L’ancien ministre des Services financiers, Mahen Seeruttun, adopte une lecture plus critique. Il rappelle qu’un comité similaire existait auparavant et qu’il était présidé par le Premier ministre. Il interprète cette différence comme un signal de l’importance qui était alors accordée à la coordination nationale.

Selon lui, l’actuel gouvernement semble relancer une structure qui aurait dû fonctionner depuis un an. Il insiste sur l’urgence de réévaluer les normes internationales applicables en matière de lutte contre le blanchiment et le financement du terrorisme, appelant à une anticipation des changements opérés par les instances internationales.

Interrogé sur l’efficacité des 16 institutions impliquées dans la supervision et la régulation, il affirme que certaines d’entre elles traversent une période de fragilité. Il cite l’absence de présidents ou de conseils d’administration complets dans certains organismes, ainsi que des départs forcés ou des démissions ayant affecté la gouvernance. Pour Mahen Seeruttun, ces éléments affaiblissent la crédibilité du pays auprès de ses partenaires étrangers et compliquent la tâche lors des évaluations internationales.

Un opérateur du secteur souligne lui aussi que les institutions doivent éviter de fonctionner en silo. Selon lui, des tensions entre dirigeants d’institutions et ministres de tutelle empêchent parfois une coopération fluide, au détriment de la cohérence du dispositif global.

L’affaire Ravatomanga

C’est dans ce contexte déjà sensible que survient l’enquête visant Mamy Ravatomanga. L’affaire suscite commentaires et interrogations, plusieurs responsables politiques se prononçant publiquement alors même que les détails de l’enquête restent partiels. Mahen Seeruttun souligne que les nombreuses spéculations qui circulent créent un climat de doute. Il observe que des noms de responsables institutionnels et de personnalités politiques sont évoqués sans qu’une communication claire ne vienne éclairer le public ou les partenaires internationaux. Selon lui, cette situation risque de placer le centre financier de Maurice dans une posture défensive, au moment où le pays doit démontrer la solidité de son cadre prudentiel.

Une autre source, proche du secteur, estime que l’affaire est complexe et nécessite des clarifications rapides. Elle affirme que plusieurs questions subsistent quant au processus de due diligence qui aurait dû être mené lors de la création des entreprises liées à l’homme d’affaires malgache. Certains s’interrogent sur le rôle de la Registrar of Companies, sur l’ouverture éventuelle de comptes bancaires ou encore sur la capacité des banques à détecter des transactions inhabituelles.

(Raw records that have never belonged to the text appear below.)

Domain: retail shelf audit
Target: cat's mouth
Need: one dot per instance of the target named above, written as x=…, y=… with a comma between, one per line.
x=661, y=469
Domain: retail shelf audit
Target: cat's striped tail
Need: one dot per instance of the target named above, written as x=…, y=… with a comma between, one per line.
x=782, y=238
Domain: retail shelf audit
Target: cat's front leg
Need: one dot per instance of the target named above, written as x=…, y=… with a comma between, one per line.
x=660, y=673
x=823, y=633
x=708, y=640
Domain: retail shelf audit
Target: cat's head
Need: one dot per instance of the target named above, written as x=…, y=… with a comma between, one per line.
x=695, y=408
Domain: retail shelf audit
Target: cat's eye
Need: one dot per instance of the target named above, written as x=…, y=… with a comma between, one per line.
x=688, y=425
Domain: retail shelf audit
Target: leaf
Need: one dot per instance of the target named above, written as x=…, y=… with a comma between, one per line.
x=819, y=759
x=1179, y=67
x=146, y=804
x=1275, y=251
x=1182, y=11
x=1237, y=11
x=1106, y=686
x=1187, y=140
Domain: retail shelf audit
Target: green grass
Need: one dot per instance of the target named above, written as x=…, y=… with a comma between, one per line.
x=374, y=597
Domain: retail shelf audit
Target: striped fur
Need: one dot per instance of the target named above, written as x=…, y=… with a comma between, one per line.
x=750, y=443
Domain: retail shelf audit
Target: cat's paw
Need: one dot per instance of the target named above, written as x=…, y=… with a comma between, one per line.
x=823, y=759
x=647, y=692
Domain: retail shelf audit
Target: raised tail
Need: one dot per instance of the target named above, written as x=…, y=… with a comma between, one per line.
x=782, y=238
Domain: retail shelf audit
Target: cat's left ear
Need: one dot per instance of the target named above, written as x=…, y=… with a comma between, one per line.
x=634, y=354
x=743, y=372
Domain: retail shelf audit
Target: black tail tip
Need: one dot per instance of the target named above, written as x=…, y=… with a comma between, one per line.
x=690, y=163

La source évoque aussi le rôle des Money Laundering Reporting Officers (MLRO) au sein des banques et se demande si des alertes auraient dû être émises plus tôt. Pour elle, cette affaire aura probablement des répercussions sur la manière dont les institutions internationales perçoivent l’efficacité du système mauricien.

Elle rappelle enfin que Mamy Ravatomanga n’est pas un inconnu à Maurice et que sa présence dans l’île aurait dû entraîner une vigilance accrue de la part des institutions concernées. Selon elle, il sera difficile de démontrer que toutes les procédures ont été respectées, à moins qu’une communication complète ne soit rapidement fournie.

À l’approche de l’évaluation de 2027, Maurice se trouve donc à un moment charnière. L’installation du comité interministériel illustre la volonté des autorités de réaffirmer une coordination forte, mais les tensions internes et les zones d’ombre soulevées par l’affaire Ravatomanga viennent rappeler les défis persistants.